Dr. Friedlieb saß ganz steif da. Sein Gesicht war plötzlich blasser geworden, und nur auf seiner Stirn sammelte sich eine dunkle Glut.

»Christel,« wiederholte er, »Christel!«

»Ja, Christel! Sie is überhaupt sehr freundlich zu ihm, steckt ihm alle guten Bissen zu, und einmal habe ich gesehen, wie sie ihn ganz sacht' an der Hand nahm. Na, das macht Fräulein Jettel ja nu alles nicht.«

Friedlieb hörte nicht auf das, was Steiner sagte, er blickte starr hinunter ins Dorf nach dem Kretscham, und es war, als ob er mit etwas Unfaßlichem ränge und gegen eine böse Sorge ankämpfe, die ihn unversehens überfallen hatte.
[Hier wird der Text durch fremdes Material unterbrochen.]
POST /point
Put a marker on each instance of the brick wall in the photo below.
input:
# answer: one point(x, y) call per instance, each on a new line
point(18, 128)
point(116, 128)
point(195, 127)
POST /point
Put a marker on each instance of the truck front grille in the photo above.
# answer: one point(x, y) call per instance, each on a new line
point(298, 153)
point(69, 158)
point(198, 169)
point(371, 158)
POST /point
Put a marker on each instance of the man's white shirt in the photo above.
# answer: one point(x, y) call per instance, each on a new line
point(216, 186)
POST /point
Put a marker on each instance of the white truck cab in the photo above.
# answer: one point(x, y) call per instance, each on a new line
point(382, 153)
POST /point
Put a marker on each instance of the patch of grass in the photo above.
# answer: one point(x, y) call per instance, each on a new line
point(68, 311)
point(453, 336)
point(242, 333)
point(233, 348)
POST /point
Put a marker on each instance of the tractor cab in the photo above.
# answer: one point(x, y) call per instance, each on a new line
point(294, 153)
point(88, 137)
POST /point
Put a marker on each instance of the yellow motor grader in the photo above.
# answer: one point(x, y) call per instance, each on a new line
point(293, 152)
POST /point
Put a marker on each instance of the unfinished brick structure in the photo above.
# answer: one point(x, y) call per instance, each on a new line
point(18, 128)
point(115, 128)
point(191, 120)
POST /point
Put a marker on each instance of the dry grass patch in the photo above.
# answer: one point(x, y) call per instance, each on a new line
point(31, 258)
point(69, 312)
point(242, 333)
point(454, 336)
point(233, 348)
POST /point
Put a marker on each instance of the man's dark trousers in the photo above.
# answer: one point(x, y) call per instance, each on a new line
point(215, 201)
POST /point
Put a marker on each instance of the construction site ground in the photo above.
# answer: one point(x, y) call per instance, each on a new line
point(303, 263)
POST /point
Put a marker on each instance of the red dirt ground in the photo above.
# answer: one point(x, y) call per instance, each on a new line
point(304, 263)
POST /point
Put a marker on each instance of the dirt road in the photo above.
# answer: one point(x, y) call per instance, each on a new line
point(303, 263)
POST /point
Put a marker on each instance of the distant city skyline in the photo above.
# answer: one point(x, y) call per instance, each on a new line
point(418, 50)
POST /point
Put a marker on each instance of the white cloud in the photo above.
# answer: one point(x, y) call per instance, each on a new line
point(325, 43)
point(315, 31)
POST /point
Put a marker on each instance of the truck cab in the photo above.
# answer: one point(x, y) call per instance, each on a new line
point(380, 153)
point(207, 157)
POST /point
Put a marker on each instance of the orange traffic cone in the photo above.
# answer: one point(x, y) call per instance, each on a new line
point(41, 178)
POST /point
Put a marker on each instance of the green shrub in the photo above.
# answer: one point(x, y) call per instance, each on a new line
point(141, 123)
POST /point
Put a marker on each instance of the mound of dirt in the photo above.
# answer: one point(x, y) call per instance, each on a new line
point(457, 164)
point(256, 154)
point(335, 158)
Da riefen die Knechte vom Felde herauf, der Wagen sei jetzt voll. Steiner erhob sich, stieg den Hügel hinunter und fuhr langsam dem Friedliebschen Hofe zu.

Sein Herr saß noch oben am kahlen Baum.

Der »Wächter« streckte seine leeren Äste über ihn aus wie drohend geschwungene Ruten, und der Wind spielte in ihnen mit leise höhnischer Melodie.

Die Christel!

Auch Dr. Friedlieb stemmte die Hände gegen den Boden, ließ den Kopf sinken und seine Augen bekamen etwas Stieres, und auch er saß da wie Napoleon bei Probstheida.

Sie war vierundzwanzig, er war fünfundvierzig Jahre alt!

Fast das Doppelte!

Und er hatte immer gezögert, hatte es nie gewagt! War zu elend feig dazu gewesen.

Hatte Rücksicht genommen auf die Schwester! Auf diese Schwester! Mit der sich niemand vertragen konnte.

Hätte er sie doch rausgeworfen mitsamt ihren Katzen und Erbauungsbüchern!

Dann wäre alles besser geworden.

Sie konnte doch ihre Katzen auch wo anders füttern, ihre Schwarten auch wo anders lesen!

Sie mußte doch nicht immerfort seinem Leben, seinem Werk, seinem Glück im Wege sein!

Die Christel!

Das einsame, gute, liebe Mädchen! Seht nur an!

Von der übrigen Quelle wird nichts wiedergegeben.